The camp is a place where the girls, in their mid-to-late teens, can not only engage in activities together and live together, but spend time talking, with and without mediation, about their lives and the futures they see for themselves and their people. It is very difficult at times for them to let go of hostility and preconceptions and converse. They are well-served by Ms. Feldman, who reminds them that being there “is not about getting each other to agree” but about learning how to listen and communicate. It is also about learning that women have a voice and that their voices can be used in the interest of peace. All of the girls express the feeling that they have been changed by the experience.
This film, though often painful to watch, is enlightening on many levels. One example is that the viewer is shown how both Palestinian and Jewish girls have diversely religious and ideological upbringings. Some are more committed to peace from the beginning than are others. A girl whose father died because a “closure” prevented an ambulance from coming to their home found it hard at first to trust any Jews.
It is illuminating to observe how, back in Israel, when the Jewish girls’ involuntary army service becomes imminent, they are at once disturbed by feelings of “taking the other side” and excited about the new experience with others their age. It is hard to watch Rezan (a Christian Palestinian) and Gal (a Jew), who grew close at camp and maintained their friendship after returning to Israel, stand on the Arab side of the 26-foot-tall barrier wall near Jerusalem talking; Gal, who has done her service, has become defensive. It is clear, though, she still wishes for peace and still loves her Palestinian friend.
When the film closes, the viewer recognizes that the story does not. The different ways in which each of these young women stand prepared to meet their futures and whether or not they will use their voices to mold them is a powerful ending as well as a beginning to the untold part of their story.
“Maria My Love” USA/ 99 min/ Director: Jasmine McGlade Chazelle
3:00 p.m. on March 11 at Noyes Cultural Arts Center, Next Theatre
This film is an intensively moving depiction of a young woman’s transition from living in grief for the year following the death of her mother, her beloved Maria, to learning to live without her.

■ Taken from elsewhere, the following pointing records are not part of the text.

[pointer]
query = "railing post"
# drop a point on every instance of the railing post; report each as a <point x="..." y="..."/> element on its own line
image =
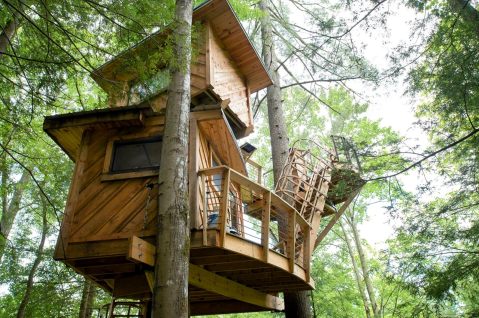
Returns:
<point x="223" y="215"/>
<point x="205" y="208"/>
<point x="291" y="238"/>
<point x="307" y="253"/>
<point x="265" y="224"/>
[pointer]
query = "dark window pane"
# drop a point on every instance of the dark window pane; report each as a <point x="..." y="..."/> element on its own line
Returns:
<point x="136" y="155"/>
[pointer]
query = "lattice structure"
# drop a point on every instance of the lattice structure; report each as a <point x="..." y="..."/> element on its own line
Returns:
<point x="306" y="178"/>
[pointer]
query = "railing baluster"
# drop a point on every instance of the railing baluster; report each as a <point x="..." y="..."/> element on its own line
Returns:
<point x="265" y="220"/>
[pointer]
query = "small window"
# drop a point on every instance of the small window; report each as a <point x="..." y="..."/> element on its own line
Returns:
<point x="134" y="155"/>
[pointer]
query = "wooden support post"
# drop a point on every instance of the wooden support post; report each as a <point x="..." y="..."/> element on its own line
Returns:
<point x="193" y="166"/>
<point x="72" y="200"/>
<point x="335" y="218"/>
<point x="223" y="215"/>
<point x="307" y="253"/>
<point x="265" y="221"/>
<point x="205" y="208"/>
<point x="209" y="281"/>
<point x="291" y="238"/>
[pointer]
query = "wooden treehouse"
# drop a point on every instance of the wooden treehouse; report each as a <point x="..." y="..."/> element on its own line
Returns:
<point x="248" y="243"/>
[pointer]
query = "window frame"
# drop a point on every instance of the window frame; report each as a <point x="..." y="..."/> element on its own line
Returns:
<point x="108" y="175"/>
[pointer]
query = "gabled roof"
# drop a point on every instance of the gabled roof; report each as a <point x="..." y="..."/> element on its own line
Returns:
<point x="226" y="25"/>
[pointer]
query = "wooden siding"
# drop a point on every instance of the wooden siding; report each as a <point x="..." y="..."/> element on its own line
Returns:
<point x="112" y="208"/>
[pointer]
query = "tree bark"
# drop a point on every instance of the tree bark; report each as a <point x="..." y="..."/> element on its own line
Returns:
<point x="10" y="210"/>
<point x="170" y="294"/>
<point x="36" y="263"/>
<point x="297" y="304"/>
<point x="8" y="33"/>
<point x="356" y="271"/>
<point x="364" y="266"/>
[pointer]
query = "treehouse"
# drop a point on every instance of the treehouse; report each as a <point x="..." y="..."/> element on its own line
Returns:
<point x="248" y="243"/>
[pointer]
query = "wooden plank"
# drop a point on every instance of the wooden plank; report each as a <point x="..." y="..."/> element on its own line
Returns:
<point x="209" y="54"/>
<point x="223" y="213"/>
<point x="129" y="175"/>
<point x="333" y="221"/>
<point x="140" y="251"/>
<point x="265" y="222"/>
<point x="291" y="239"/>
<point x="202" y="278"/>
<point x="72" y="200"/>
<point x="193" y="166"/>
<point x="222" y="307"/>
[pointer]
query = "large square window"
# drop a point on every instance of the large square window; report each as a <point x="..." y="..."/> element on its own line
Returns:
<point x="136" y="155"/>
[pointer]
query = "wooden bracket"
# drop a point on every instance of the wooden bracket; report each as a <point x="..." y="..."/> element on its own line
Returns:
<point x="207" y="280"/>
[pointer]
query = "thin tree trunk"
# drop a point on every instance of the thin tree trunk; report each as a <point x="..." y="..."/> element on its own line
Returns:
<point x="11" y="210"/>
<point x="36" y="263"/>
<point x="356" y="270"/>
<point x="84" y="300"/>
<point x="364" y="266"/>
<point x="170" y="294"/>
<point x="297" y="304"/>
<point x="8" y="33"/>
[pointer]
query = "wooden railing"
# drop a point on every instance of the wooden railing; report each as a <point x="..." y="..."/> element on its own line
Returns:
<point x="239" y="206"/>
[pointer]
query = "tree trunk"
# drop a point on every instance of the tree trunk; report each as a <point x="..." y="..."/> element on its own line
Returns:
<point x="37" y="261"/>
<point x="90" y="301"/>
<point x="297" y="304"/>
<point x="10" y="211"/>
<point x="85" y="297"/>
<point x="170" y="294"/>
<point x="364" y="266"/>
<point x="8" y="33"/>
<point x="356" y="270"/>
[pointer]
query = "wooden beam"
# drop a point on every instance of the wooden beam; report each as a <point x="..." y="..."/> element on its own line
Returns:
<point x="335" y="218"/>
<point x="193" y="165"/>
<point x="202" y="278"/>
<point x="72" y="200"/>
<point x="223" y="214"/>
<point x="140" y="251"/>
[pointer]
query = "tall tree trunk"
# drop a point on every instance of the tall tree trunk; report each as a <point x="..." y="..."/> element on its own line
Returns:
<point x="364" y="266"/>
<point x="170" y="294"/>
<point x="8" y="33"/>
<point x="38" y="259"/>
<point x="91" y="301"/>
<point x="297" y="304"/>
<point x="10" y="210"/>
<point x="356" y="270"/>
<point x="87" y="285"/>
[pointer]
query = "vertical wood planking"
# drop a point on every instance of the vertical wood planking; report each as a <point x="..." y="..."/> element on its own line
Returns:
<point x="73" y="195"/>
<point x="265" y="223"/>
<point x="291" y="238"/>
<point x="307" y="253"/>
<point x="193" y="174"/>
<point x="205" y="208"/>
<point x="224" y="206"/>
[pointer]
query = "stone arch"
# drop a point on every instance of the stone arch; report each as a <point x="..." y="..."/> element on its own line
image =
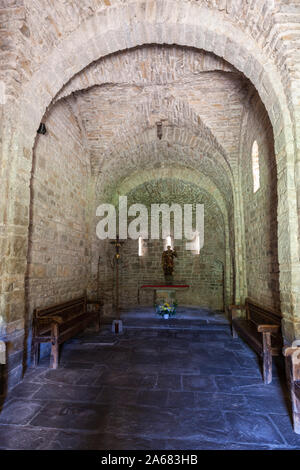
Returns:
<point x="198" y="179"/>
<point x="138" y="23"/>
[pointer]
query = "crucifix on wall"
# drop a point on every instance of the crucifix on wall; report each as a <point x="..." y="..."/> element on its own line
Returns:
<point x="117" y="324"/>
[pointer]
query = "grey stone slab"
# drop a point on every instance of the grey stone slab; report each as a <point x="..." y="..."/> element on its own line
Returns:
<point x="117" y="396"/>
<point x="19" y="411"/>
<point x="127" y="379"/>
<point x="76" y="416"/>
<point x="284" y="424"/>
<point x="78" y="441"/>
<point x="24" y="438"/>
<point x="221" y="401"/>
<point x="278" y="404"/>
<point x="168" y="382"/>
<point x="251" y="428"/>
<point x="72" y="376"/>
<point x="25" y="390"/>
<point x="157" y="398"/>
<point x="167" y="423"/>
<point x="198" y="382"/>
<point x="246" y="385"/>
<point x="53" y="391"/>
<point x="181" y="400"/>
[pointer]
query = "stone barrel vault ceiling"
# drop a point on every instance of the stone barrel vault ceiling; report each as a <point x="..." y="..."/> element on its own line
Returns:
<point x="199" y="98"/>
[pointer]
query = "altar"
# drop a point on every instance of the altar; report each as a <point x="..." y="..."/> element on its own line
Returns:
<point x="165" y="292"/>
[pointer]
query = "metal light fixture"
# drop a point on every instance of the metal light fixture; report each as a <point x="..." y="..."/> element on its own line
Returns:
<point x="159" y="129"/>
<point x="42" y="129"/>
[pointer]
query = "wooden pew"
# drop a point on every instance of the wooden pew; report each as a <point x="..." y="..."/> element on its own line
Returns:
<point x="58" y="323"/>
<point x="292" y="366"/>
<point x="261" y="329"/>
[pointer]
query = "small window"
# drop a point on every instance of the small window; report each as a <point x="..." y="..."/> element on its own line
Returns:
<point x="140" y="246"/>
<point x="169" y="241"/>
<point x="255" y="167"/>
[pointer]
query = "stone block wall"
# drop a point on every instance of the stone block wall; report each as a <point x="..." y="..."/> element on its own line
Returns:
<point x="260" y="209"/>
<point x="204" y="272"/>
<point x="59" y="249"/>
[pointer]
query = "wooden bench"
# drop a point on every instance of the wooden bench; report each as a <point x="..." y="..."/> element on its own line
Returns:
<point x="58" y="323"/>
<point x="261" y="329"/>
<point x="292" y="366"/>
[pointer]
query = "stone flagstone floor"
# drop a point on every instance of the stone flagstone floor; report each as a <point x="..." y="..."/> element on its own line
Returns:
<point x="150" y="388"/>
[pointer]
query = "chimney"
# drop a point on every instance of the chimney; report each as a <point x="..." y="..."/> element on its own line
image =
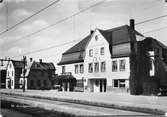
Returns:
<point x="40" y="60"/>
<point x="132" y="24"/>
<point x="91" y="31"/>
<point x="30" y="59"/>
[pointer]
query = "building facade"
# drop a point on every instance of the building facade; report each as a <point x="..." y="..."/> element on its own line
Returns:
<point x="13" y="74"/>
<point x="3" y="69"/>
<point x="105" y="57"/>
<point x="38" y="75"/>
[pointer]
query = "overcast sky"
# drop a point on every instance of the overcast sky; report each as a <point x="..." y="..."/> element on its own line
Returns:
<point x="109" y="14"/>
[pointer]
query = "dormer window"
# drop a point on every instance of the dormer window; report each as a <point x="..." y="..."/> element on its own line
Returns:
<point x="102" y="50"/>
<point x="90" y="52"/>
<point x="96" y="37"/>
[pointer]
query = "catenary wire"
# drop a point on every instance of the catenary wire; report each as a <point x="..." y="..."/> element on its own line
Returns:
<point x="24" y="20"/>
<point x="58" y="22"/>
<point x="48" y="48"/>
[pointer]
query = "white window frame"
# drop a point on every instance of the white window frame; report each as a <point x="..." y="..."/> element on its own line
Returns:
<point x="90" y="67"/>
<point x="114" y="69"/>
<point x="102" y="51"/>
<point x="96" y="66"/>
<point x="103" y="66"/>
<point x="122" y="66"/>
<point x="90" y="52"/>
<point x="76" y="68"/>
<point x="81" y="68"/>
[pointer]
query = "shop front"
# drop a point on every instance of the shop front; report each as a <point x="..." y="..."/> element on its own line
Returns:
<point x="97" y="85"/>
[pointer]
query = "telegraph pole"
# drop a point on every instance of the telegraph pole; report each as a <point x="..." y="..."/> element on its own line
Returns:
<point x="24" y="71"/>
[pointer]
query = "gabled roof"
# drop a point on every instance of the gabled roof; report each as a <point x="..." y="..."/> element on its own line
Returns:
<point x="42" y="66"/>
<point x="114" y="36"/>
<point x="149" y="41"/>
<point x="18" y="64"/>
<point x="118" y="35"/>
<point x="79" y="47"/>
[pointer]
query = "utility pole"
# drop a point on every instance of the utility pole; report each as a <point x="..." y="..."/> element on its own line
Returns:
<point x="24" y="71"/>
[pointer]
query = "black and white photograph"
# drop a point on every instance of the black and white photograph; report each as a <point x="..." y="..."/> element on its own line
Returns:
<point x="83" y="58"/>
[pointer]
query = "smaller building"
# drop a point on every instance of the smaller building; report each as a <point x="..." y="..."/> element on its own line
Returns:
<point x="38" y="75"/>
<point x="3" y="67"/>
<point x="14" y="70"/>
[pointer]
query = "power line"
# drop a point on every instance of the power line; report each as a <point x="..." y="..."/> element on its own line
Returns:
<point x="152" y="19"/>
<point x="48" y="48"/>
<point x="155" y="30"/>
<point x="60" y="21"/>
<point x="24" y="20"/>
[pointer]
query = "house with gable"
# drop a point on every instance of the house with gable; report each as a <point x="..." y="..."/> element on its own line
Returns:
<point x="105" y="55"/>
<point x="72" y="61"/>
<point x="3" y="69"/>
<point x="13" y="74"/>
<point x="38" y="75"/>
<point x="107" y="62"/>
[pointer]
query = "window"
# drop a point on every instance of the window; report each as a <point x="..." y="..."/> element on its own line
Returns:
<point x="42" y="73"/>
<point x="90" y="52"/>
<point x="38" y="83"/>
<point x="63" y="69"/>
<point x="114" y="65"/>
<point x="81" y="68"/>
<point x="116" y="84"/>
<point x="45" y="82"/>
<point x="90" y="70"/>
<point x="12" y="83"/>
<point x="96" y="51"/>
<point x="102" y="51"/>
<point x="122" y="65"/>
<point x="96" y="37"/>
<point x="32" y="82"/>
<point x="96" y="67"/>
<point x="156" y="51"/>
<point x="1" y="62"/>
<point x="120" y="83"/>
<point x="76" y="69"/>
<point x="12" y="73"/>
<point x="103" y="66"/>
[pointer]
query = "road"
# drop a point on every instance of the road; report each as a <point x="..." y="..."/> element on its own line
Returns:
<point x="76" y="109"/>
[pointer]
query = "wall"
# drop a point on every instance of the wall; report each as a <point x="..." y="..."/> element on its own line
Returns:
<point x="108" y="74"/>
<point x="71" y="68"/>
<point x="38" y="75"/>
<point x="10" y="76"/>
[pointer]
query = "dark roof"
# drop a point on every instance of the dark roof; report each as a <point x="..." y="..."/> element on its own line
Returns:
<point x="114" y="36"/>
<point x="18" y="64"/>
<point x="149" y="41"/>
<point x="118" y="35"/>
<point x="65" y="77"/>
<point x="42" y="66"/>
<point x="79" y="47"/>
<point x="72" y="58"/>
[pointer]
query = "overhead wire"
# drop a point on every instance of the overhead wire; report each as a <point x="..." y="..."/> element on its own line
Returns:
<point x="58" y="22"/>
<point x="24" y="20"/>
<point x="47" y="48"/>
<point x="152" y="19"/>
<point x="155" y="30"/>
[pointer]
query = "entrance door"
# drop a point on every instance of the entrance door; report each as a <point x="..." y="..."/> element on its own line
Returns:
<point x="101" y="85"/>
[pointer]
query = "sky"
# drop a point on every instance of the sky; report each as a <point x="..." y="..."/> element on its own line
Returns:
<point x="106" y="15"/>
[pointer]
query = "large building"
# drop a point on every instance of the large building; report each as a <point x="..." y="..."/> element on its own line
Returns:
<point x="102" y="59"/>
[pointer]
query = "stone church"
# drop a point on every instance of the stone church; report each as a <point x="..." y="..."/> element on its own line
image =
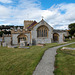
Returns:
<point x="35" y="33"/>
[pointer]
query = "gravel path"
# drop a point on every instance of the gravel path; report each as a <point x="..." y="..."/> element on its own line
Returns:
<point x="46" y="65"/>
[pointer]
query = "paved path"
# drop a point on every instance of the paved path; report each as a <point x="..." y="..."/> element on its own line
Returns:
<point x="46" y="65"/>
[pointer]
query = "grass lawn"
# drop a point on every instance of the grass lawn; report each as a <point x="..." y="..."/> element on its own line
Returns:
<point x="21" y="61"/>
<point x="65" y="61"/>
<point x="72" y="40"/>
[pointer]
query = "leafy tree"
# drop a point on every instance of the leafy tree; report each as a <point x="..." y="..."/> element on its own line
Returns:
<point x="72" y="28"/>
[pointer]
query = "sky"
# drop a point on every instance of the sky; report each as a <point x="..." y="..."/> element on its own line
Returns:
<point x="57" y="13"/>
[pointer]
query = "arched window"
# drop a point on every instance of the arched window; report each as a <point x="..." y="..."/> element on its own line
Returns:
<point x="42" y="31"/>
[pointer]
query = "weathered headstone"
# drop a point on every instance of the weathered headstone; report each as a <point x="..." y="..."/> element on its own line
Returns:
<point x="4" y="44"/>
<point x="22" y="43"/>
<point x="69" y="38"/>
<point x="0" y="43"/>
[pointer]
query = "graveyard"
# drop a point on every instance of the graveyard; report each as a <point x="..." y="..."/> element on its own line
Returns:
<point x="66" y="65"/>
<point x="21" y="61"/>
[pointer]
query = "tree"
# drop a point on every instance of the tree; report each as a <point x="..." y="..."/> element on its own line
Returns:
<point x="71" y="28"/>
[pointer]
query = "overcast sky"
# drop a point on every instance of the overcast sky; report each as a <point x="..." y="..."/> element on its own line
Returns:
<point x="58" y="13"/>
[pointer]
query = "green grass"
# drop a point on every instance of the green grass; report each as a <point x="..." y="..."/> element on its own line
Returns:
<point x="21" y="61"/>
<point x="72" y="40"/>
<point x="65" y="62"/>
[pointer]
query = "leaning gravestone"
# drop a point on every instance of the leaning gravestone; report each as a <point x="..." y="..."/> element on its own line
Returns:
<point x="22" y="43"/>
<point x="4" y="44"/>
<point x="0" y="43"/>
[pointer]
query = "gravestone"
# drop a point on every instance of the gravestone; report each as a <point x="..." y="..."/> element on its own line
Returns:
<point x="4" y="44"/>
<point x="69" y="38"/>
<point x="0" y="43"/>
<point x="23" y="43"/>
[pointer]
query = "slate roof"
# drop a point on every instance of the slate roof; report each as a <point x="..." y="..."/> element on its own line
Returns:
<point x="32" y="25"/>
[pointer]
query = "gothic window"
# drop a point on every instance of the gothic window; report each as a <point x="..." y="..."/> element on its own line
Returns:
<point x="42" y="31"/>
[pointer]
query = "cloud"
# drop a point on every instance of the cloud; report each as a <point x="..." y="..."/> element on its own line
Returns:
<point x="5" y="1"/>
<point x="58" y="16"/>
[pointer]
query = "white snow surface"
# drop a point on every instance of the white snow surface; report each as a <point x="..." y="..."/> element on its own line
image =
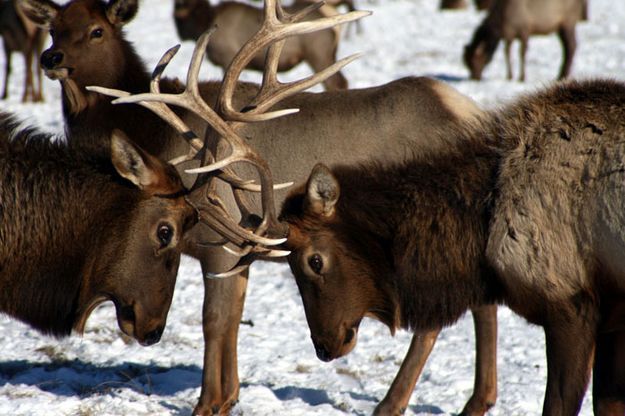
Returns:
<point x="103" y="373"/>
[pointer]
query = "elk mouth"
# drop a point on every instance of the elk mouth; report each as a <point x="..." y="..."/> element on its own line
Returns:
<point x="328" y="351"/>
<point x="60" y="73"/>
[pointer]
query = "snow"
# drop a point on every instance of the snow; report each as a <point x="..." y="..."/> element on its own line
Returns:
<point x="105" y="373"/>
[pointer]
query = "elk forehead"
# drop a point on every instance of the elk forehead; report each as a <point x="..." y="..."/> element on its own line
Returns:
<point x="79" y="16"/>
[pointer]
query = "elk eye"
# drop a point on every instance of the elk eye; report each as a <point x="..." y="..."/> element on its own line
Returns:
<point x="96" y="33"/>
<point x="164" y="234"/>
<point x="316" y="263"/>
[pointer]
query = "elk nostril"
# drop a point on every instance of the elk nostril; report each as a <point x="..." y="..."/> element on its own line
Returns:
<point x="49" y="59"/>
<point x="349" y="336"/>
<point x="322" y="353"/>
<point x="127" y="313"/>
<point x="153" y="337"/>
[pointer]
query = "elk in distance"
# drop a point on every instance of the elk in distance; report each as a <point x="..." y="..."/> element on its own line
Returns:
<point x="237" y="22"/>
<point x="328" y="127"/>
<point x="520" y="19"/>
<point x="20" y="35"/>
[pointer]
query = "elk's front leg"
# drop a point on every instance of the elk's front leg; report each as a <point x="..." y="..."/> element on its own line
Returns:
<point x="485" y="386"/>
<point x="222" y="310"/>
<point x="397" y="397"/>
<point x="609" y="375"/>
<point x="570" y="330"/>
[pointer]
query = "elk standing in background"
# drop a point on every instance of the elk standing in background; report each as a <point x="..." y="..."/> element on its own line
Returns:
<point x="237" y="22"/>
<point x="78" y="228"/>
<point x="20" y="35"/>
<point x="519" y="19"/>
<point x="526" y="211"/>
<point x="330" y="126"/>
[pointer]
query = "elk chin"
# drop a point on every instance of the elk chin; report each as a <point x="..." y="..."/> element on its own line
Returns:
<point x="58" y="73"/>
<point x="83" y="315"/>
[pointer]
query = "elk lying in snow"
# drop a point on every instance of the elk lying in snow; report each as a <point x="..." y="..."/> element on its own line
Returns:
<point x="519" y="19"/>
<point x="237" y="22"/>
<point x="526" y="210"/>
<point x="330" y="126"/>
<point x="21" y="35"/>
<point x="80" y="227"/>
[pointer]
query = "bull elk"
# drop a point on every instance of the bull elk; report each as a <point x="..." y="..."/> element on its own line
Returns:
<point x="80" y="227"/>
<point x="330" y="126"/>
<point x="239" y="21"/>
<point x="525" y="209"/>
<point x="21" y="35"/>
<point x="519" y="19"/>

The relationships Ana makes, the steps she takes – some small, some huge – in this transition are sometimes uplifting, sometimes very sad, and always poignant. That the viewer does not feel manipulated is a credit to director and actors; the actress who plays Ana is extremely convincing, as are the actress who plays her half-sister and the actor who plays the young man she meets on the train near the beginning of the film who becomes her boyfriend. The elderly woman Ana befriends, who hoards useless objects and whose life became stuck at a point long ago, is played effectively (occasionally slightly over the top) by Karen Black of “Five Easy Pieces” fame. It is a film well worth seeing.